HADOPI=adieu à la vie privée sur internet.
Par Rouen Socialiste • 16 sept, 2009 • Catégorie: A la Une •Le texte retoqué par le Conseil Constitutionnel a été modifié et revoté.
Il ne concerne pas seulement le téléchargement, qui défend une industrie du disque dépassée par la technologie, et ne propose pas de solution pour les artistes.
Il concerne la restriction des libertés. C’est clairement le but poursuivi, il suffit de voir les attaques lancées par l’UMP contre la liberté d’expression sur internet lors de la diffusion des propos douteux du ministre Hortefeux.
Et malheur à celui qui n’aurait pas sécurisé son accès et pas installé un logiciel de filtrage et de flicage validé par HADOPI qui enregistre toutes ses connexions. En effet l’internaute est présumé coupable si les outils de surveillance informatiques font des erreurs, il devra prouver sa bonne foi en fournissant un relevé de ses connexions établi par un logiciel espion d’enregistrement validé HADOPI. Et des données enregistrées ouvrent la porte à toutes les utilisations indélicates.
le vote des députés est ici
En résumé
- Les agents de l’Hadopi, autorité administrative, auront des prérogatives de police judiciaire. Au lieu de créer une nouvelle police politique, on aurait pu consacrer cet argent à la création artistique.
- le téléchargement illégal est passible au maximum d’un an de suspension de l’abonnement ,de trois ans ans d’emprisonnement, de 300.000 euros d’amende, et du paiement de dommages et intérêts.
- Après un avertissement le téléchargement est passible d’une contravention de 3750 euros pour “négligence caractérisée” et d’une peine d’un mois de suspension de l’accès à Internet s’il n’a pas sécurisé son accès “en bon père de famille” ( installé le logiciel de flicage et d’enregistrement validé par HADOPI).
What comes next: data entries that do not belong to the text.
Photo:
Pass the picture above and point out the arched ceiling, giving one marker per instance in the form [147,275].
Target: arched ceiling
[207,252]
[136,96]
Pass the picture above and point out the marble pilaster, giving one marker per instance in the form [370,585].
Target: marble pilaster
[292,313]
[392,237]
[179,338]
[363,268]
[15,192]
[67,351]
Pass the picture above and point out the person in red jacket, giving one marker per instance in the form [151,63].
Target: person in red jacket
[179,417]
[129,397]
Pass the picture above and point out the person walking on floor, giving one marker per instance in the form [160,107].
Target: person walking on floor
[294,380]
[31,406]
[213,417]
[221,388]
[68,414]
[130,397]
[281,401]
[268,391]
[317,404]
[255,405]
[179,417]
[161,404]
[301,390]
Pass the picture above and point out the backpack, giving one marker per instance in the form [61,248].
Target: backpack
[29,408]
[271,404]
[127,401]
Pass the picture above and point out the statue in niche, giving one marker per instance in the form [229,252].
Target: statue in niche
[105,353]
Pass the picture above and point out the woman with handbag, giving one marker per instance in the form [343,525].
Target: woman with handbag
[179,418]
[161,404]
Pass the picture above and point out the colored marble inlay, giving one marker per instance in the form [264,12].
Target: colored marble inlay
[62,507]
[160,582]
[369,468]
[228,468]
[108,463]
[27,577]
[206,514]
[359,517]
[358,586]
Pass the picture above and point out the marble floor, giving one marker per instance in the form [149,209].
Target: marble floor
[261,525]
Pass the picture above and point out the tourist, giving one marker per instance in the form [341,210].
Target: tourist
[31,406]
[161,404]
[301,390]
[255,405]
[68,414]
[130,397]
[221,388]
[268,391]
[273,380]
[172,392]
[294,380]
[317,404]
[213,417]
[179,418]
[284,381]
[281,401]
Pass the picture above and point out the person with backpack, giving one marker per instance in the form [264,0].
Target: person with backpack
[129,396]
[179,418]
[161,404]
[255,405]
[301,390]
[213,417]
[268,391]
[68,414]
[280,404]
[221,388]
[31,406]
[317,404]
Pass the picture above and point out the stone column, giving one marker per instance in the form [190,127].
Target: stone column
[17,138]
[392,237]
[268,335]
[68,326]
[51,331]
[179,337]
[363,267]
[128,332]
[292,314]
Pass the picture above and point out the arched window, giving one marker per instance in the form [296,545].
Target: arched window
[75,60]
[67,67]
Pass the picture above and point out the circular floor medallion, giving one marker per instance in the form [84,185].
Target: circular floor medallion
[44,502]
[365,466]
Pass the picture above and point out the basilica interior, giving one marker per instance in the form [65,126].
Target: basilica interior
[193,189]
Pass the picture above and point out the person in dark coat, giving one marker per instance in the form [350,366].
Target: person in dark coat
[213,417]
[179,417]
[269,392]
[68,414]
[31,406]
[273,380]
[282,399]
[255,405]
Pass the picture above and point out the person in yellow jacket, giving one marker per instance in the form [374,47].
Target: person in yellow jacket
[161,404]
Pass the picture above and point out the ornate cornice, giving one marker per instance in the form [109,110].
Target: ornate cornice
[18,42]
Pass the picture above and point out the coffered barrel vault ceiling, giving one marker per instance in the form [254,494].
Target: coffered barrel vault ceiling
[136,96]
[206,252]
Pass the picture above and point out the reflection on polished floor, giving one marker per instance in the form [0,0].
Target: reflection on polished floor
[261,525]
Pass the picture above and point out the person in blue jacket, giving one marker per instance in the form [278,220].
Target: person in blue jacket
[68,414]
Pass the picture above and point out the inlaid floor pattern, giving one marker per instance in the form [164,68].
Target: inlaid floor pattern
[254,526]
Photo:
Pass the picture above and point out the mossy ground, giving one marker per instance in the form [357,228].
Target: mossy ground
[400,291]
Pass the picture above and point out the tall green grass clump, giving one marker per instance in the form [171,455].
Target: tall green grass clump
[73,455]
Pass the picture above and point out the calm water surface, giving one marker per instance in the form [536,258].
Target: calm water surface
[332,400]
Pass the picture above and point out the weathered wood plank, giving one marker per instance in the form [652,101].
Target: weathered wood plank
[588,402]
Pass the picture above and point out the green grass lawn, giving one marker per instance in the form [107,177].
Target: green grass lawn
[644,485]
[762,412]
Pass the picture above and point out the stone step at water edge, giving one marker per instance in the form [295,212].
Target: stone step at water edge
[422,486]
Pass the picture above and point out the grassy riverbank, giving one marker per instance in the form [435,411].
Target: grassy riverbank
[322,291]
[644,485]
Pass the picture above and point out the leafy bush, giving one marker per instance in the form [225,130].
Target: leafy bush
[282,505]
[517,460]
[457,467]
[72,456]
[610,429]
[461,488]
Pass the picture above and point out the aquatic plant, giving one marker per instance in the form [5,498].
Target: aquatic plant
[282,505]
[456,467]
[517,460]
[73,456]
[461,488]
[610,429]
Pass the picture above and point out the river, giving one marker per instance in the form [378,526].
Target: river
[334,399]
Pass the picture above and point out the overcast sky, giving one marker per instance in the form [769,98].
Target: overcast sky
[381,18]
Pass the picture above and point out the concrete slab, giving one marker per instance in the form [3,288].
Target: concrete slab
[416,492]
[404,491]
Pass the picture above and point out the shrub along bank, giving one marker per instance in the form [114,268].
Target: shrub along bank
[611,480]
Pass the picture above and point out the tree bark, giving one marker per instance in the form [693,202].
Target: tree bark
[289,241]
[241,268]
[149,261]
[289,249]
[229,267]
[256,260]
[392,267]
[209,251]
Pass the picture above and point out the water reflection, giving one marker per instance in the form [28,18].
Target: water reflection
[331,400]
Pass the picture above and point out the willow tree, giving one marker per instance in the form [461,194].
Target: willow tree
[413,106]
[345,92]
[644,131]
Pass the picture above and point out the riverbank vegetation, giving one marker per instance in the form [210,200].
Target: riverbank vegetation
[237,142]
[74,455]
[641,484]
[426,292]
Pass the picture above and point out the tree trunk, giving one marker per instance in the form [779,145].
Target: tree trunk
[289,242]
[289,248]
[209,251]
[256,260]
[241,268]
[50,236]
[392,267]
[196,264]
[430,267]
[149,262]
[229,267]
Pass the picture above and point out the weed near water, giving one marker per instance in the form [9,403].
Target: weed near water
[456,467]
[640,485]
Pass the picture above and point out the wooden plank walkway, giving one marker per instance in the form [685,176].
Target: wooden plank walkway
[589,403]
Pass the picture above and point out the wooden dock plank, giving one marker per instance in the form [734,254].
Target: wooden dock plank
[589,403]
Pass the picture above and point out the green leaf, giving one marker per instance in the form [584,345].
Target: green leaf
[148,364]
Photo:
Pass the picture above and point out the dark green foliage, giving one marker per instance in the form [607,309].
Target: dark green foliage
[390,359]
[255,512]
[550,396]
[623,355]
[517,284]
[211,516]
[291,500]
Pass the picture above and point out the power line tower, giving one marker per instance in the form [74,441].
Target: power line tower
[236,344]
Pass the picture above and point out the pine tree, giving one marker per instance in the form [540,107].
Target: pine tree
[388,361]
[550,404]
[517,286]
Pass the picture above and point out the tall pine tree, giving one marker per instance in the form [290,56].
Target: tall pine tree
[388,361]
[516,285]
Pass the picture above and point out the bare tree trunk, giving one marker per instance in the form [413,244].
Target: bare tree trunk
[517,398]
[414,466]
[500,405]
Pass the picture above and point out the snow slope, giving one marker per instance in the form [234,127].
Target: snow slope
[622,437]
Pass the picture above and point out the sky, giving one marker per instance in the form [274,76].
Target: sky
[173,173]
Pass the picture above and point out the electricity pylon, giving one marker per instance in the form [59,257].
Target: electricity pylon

- Que la procédure par défaut sera l’ordonnance pénale, par un juge unique sans jugement contradictoire, basée sur des preuves réputées fiables , à moins que l’une ou l’autre des parties, ou le parquet, demande un jugement devant le tribunal correctionnel en produisant des éléments de défense (par exemple produise la liste des connexions enregistrées avec le logiciel de flicage officiel)
- l’abonné dont l’accès est suspendu continue de payer son abonnement en encourra 3750 euros d’amende s’il s’abonne chez un FAI concurrent pendant la suspension .
- Les juges auront à trouver l’équilibre lorsqu’ils prononceront la suspension de l’accès à Internet.
- Les juges devront juger de l’interopérabilité ou non des moyens de sécurisation labellisés par l’Hadopi (on en revient au logiciel de flicage qu’il vaudra mieux installer).